What is causing the delay is that not all files have multiple refs, and when we do have multiple refs, not all translators translate every segment. I will need a bit more time to fix it properly.
$ for i in ~/.mtdata/data.statmt.org/1df0/c1646dcf67bf017db12b47b5c987/wmt21tests.tgz-extracted/test/newstest2021.*xml;
do basename $i; grep -o 'translator="[^"]*"' $i | sort | uniq -c ; done
newstest2021.cs-en.xml
167 translator="A"
62 translator="B"
newstest2021.de-en.xml
67 translator="A"
61 translator="B"
newstest2021.de-fr.xml
61 translator="A"
newstest2021.en-cs.xml
201 translator="A"
68 translator="B"
newstest2021.en-de.xml
74 translator="A"
68 translator="C"
68 translator="D"
newstest2021.en-ha.xml
3524 translator="A"
newstest2021.en-is.xml
65 translator="A"
newstest2021.en-ja.xml
65 translator="A"
newstest2021.en-ru.xml
77 translator="A"
68 translator="B"
newstest2021.en-zh.xml
77 translator="A"
68 translator="B"
newstest2021.fr-de.xml
74 translator="A"
newstest2021.ha-en.xml
3559 translator="A"
newstest2021.is-en.xml
47 translator="A"
newstest2021.ja-en.xml
81 translator="A"
newstest2021.ru-en.xml
116 translator="A"
107 translator="B"
newstest2021.zh-en.xml
165 translator="A"
thanks for the update! It might be a good idea to make a note on the main WMT page, since it is linked as the way to download the WMT data.

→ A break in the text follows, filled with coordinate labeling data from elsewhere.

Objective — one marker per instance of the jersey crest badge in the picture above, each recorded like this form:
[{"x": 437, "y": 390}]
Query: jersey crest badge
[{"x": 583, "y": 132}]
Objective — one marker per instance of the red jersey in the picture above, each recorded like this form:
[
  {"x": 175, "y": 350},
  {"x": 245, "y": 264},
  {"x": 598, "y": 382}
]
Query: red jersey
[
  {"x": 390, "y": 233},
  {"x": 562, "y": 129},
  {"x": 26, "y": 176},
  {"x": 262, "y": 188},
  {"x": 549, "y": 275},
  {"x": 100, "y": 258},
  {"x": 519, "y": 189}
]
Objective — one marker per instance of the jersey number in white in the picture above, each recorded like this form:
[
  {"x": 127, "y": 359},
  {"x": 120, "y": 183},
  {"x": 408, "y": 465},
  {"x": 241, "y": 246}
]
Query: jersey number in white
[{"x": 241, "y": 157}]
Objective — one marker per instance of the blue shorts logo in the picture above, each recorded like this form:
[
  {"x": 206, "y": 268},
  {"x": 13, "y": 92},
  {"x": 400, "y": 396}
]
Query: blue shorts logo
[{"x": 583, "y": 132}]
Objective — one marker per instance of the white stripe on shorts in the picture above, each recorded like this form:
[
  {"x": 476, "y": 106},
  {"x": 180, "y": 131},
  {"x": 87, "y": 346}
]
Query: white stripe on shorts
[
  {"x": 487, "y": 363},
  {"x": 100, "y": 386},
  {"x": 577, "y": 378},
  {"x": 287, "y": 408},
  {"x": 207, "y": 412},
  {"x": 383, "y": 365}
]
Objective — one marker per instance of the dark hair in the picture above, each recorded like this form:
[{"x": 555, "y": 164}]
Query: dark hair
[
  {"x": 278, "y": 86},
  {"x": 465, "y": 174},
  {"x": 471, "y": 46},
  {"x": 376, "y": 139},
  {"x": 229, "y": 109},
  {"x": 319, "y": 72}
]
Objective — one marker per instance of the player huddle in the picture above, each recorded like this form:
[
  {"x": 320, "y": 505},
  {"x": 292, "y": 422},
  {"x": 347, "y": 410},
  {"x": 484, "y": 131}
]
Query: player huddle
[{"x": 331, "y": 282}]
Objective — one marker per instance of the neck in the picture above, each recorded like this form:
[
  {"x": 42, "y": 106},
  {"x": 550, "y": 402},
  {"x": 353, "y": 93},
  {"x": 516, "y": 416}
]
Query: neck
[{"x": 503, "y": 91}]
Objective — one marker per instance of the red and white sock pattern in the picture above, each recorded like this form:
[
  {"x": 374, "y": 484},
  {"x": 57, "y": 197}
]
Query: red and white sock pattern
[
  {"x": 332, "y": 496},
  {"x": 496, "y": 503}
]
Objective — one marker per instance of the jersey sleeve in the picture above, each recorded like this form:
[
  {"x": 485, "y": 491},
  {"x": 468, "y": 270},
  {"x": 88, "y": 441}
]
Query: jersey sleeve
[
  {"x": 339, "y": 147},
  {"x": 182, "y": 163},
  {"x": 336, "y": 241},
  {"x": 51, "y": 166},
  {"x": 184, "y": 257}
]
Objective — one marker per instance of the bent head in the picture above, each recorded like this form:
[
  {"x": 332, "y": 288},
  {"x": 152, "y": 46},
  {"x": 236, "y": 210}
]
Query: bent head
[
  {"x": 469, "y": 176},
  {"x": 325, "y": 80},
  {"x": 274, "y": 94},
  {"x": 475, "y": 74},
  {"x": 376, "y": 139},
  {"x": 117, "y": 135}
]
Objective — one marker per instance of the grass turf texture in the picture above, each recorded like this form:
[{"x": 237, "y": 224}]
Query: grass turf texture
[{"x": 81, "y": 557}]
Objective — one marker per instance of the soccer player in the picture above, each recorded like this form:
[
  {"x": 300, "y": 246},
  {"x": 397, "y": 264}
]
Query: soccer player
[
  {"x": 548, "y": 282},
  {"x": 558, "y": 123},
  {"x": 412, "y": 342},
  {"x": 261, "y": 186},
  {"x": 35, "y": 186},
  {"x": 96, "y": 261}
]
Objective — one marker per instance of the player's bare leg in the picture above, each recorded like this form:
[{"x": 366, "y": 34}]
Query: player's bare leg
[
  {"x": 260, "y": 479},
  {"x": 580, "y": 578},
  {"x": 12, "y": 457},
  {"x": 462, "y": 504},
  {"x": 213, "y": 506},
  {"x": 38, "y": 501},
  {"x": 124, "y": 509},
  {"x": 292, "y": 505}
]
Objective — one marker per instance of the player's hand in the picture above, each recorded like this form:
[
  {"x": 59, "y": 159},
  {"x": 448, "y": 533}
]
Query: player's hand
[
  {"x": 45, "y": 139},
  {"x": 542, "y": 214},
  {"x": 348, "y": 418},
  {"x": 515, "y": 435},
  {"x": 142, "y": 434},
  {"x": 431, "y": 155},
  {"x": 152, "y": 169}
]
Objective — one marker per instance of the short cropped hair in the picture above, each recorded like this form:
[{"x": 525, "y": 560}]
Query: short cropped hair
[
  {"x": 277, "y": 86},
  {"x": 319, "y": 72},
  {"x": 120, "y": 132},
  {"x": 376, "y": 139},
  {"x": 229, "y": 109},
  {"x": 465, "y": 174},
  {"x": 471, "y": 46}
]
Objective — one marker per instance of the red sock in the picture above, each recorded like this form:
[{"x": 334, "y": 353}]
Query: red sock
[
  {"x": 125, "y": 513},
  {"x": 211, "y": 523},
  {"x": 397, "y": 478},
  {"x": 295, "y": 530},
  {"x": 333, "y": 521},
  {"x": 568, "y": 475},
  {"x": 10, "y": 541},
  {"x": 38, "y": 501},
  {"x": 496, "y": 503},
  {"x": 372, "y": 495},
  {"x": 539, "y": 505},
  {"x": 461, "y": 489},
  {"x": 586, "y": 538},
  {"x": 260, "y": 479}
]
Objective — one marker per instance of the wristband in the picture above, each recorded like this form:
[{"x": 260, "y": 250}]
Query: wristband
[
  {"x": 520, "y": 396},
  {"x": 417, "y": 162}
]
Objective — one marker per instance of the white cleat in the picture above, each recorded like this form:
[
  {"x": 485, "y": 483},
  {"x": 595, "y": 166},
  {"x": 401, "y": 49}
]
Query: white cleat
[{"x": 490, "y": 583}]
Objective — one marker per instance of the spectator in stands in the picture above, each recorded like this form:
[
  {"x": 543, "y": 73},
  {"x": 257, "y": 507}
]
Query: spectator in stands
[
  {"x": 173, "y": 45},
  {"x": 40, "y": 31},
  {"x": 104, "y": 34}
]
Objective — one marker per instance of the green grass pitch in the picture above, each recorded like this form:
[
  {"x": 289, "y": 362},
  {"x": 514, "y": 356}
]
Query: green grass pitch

Thanks for the suggestion! I have sent a pull request to wmt22 page. When it is merged, we will see a note under “limitations” section.
here is my mtdata.recipes.wmt22-constrained.yaml config
when download the test set using the following command,
it will raise error, and here is the error log.
2022-06-07 15:19:36 data.add_parts_sequential:329 ERROR:: Unable to add Statmt-newstest_enzh-2021-eng-zho: /Users/pzzzzz/.mtdata/data.statmt.org/1df0/c1646dcf67bf017db12b47b5c987/wmt21tests.tgz-extracted/test/newstest2021.en-zh.xml has unequal number of segs: 1845 == 2847?
it seems that for the 2021 en2zh test has multiple ref sentences for each src sentence, the assert statement will cause the error ahead.
the code cause this issue is at sgm.py line 79.